El resto del día se volvió una niebla.
Cassandra asistió a las clases, respondió a las preguntas, fingió sonreír. Pero por dentro, solo una idea repetía su eco una y otra vez: Caleb Fuentes.
El nombre pesaba.
Tenía un sonido áspero, casi metálico, como si raspaba por dentro al pronunciarlo.
Al llegar a casa, dejó la mochila en su habitación y se asomó por la ventana. Afuera, el cielo estaba gris, suspendido sobre los tejados del pueblo. Todo parecía normal, y sin embargo, algo en el aire había cambiado.

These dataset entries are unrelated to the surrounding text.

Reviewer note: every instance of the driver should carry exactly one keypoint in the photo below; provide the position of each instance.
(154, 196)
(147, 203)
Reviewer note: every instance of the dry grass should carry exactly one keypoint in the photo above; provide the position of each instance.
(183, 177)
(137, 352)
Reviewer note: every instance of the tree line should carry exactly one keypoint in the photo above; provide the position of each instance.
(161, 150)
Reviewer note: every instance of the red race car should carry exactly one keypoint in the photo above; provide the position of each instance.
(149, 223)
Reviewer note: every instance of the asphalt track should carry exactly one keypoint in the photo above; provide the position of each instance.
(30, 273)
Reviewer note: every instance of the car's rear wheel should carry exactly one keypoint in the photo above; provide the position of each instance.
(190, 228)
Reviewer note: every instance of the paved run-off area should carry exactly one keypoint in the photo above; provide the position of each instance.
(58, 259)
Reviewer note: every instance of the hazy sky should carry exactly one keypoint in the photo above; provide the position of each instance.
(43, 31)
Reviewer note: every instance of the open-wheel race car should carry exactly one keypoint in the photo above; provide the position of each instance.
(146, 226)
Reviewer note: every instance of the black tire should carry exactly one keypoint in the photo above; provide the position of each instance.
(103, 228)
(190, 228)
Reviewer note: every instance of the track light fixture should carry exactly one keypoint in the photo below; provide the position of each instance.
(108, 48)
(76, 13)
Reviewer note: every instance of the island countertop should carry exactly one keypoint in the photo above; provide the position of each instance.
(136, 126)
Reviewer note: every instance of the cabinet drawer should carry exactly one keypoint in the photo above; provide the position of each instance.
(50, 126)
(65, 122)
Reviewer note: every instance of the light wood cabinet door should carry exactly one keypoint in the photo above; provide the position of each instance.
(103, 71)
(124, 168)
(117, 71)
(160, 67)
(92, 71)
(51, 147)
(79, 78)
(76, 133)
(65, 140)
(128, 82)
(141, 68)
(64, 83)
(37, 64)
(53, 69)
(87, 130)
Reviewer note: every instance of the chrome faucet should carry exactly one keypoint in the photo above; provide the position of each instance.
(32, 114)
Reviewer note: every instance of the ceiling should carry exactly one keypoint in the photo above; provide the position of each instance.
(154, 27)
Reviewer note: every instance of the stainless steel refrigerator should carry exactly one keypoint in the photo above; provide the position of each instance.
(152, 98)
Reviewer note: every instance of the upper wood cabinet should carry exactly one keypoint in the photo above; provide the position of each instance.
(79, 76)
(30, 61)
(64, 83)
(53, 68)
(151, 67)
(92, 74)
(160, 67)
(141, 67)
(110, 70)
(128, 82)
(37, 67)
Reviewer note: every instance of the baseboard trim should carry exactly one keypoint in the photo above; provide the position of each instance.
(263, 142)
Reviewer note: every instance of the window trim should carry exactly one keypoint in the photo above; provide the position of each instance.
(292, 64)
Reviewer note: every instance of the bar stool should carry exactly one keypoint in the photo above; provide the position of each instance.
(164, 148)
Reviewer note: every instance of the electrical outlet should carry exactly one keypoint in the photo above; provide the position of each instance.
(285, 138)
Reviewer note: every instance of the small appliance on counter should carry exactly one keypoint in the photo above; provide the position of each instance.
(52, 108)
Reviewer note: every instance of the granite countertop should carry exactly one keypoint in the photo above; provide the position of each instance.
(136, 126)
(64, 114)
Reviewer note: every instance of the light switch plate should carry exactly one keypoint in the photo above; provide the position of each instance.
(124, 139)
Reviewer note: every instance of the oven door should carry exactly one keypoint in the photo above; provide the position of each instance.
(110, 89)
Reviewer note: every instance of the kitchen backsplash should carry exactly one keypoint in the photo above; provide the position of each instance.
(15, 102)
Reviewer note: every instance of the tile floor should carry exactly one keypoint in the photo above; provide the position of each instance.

El nombre seguía respirando ahí.
Sacó su cuaderno secreto y lo abrió por la última hoja. Tocó las palabras que había escrito esa mañana, repasándolas con el dedo:
“El niño no murió… solo creció.”
Cerró los ojos. ¿Quién era ahora Caleb Fuentes? ¿Vivía todavía en Puerto Trafulín? ¿Y si lo veía todos los días sin saberlo?
La pregunta le heló la sangre.
A la hora de la cena fingió hambre, pero apenas tocó la comida. Su madre hablaba de cosas triviales: los precios del mercado, una tía enferma, el clima. Cassandra asentía, distraída, mientras trazaba líneas invisibles sobre el mantel.
Cada una formaba una letra: F.
Cuando terminaron, esperó a que su madre se encerrara en la habitación y prendió la computadora vieja del escritorio. La pantalla tardó en encender.
Buscó “Caleb Fuentes + Puerto Trafulín”.
Nada.
Probó solo “Caleb Fuentes”.
Decenas de nombres. Ninguno familiar. Ninguno de allí.
Se mordió el labio, frustrada. ¿Y si había cambiado de apellido? ¿O si ya no vivía en el pueblo?
Siguió buscando, cambiando palabras, cruzando fechas. En una nota perdida de un diario local encontró una mención vieja, casi borrada por los años:
“Caleb Fuentes, 22 años, fue detenido brevemente en 2010 tras un altercado en un bar del centro. Quedó en libertad por falta de pruebas.”
La nota no tenía foto, pero sí una frase final:
“Fuentes residía en Puerto Trafulín desde niño. Su paradero actual se desconoce.”
Cassandra se quedó mirando la pantalla, inmóvil.
Un zumbido empezó a crecer dentro de su cabeza.
Veintidós años en 2010… ahora tendría treinta y cuatro.
Un adulto. Un hombre.
El mismo que había visto junto al río.
El corazón se le aceleró. Cerró de golpe la computadora y apagó la luz, como si temiera que alguien del otro lado de la pantalla pudiera verla.
El silencio de la habitación se volvió denso, cortante.
Desde el espejo del tocador llegó un leve chasquido, como el crujir de un vidrio al enfriarse. Cassandra giró lentamente. El reflejo la miraba de vuelta… pero juraría que, por un segundo, no era su propia cara.
Corrió hacia la cama y se cubrió con las sábanas, abrazando el cuaderno contra el pecho.
Intentó convencerse de que era su imaginación.
Pero algo dentro de ella lo sabía: Caleb Fuentes estaba vivo.
Y de algún modo, sabía que ella lo había visto.
Esa noche soñó con pasos.
No con los suyos, sino con los de alguien caminando detrás.
El sonido era firme, pausado.
Como si el pasado hubiese aprendido a seguirla.